Der grosse Plan der Anonymen

 

ERSTES BUCH

Rauch

1933-1939

 

VIII.

Der Tanz der Marionetten

Es war eine Teufels-Carmagnole, die in den dreißiger Jahren begann, als der Pöbel sich um die Banner des Antichrists scharte. Hakenkreuz, Sichel und Hammer - es war kein Zufall, sondern ein Teil dem «Plan», daß beide in Gestalt eines zerbrochenen oder verzerrten Kreuzes erschienen, und das enthüllte ihre niedrige Herkunft.
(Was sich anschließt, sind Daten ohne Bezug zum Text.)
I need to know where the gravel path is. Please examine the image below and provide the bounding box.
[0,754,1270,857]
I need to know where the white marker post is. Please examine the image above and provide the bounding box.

Einmal war das Kreuz in allen Flaggen Europas enthalten, in denen Frankreichs, Preußens, Rußlands, Oesterreichs und aller anderen. Jetzt ist es nur noch in der Flagge Englands, der skandinavischen Länder, der Schweiz und Griechenlands geblieben.

Ueber der Finsternis, die Europa in den vierziger Jahren überzogen hat, weht das antichristliche Symhol der Zerstörer. Das ist der beste Maßstab, in der einfachsten Form, für die Ergebnisse von zwei Kriegen und drei Jahrzehnten. Sie haben es beinahe fertig gebracht, das Werk von neunzehn Jahrhunderten zuschanden zu machen. Das Verschwinden der Kreuze ist nicht ohne Sinn. Unter ihnen hatte sich auch noch der eitelste Kriegsherr vor den Grenzen gebeugt, die menschlichen Ansprüchen gesetzt sind. Die neuen Herren aber erkennen keine höhere Obrigkeit an als ihre eigene; so gleichen sie in ihrer Hoffart den Pavianen.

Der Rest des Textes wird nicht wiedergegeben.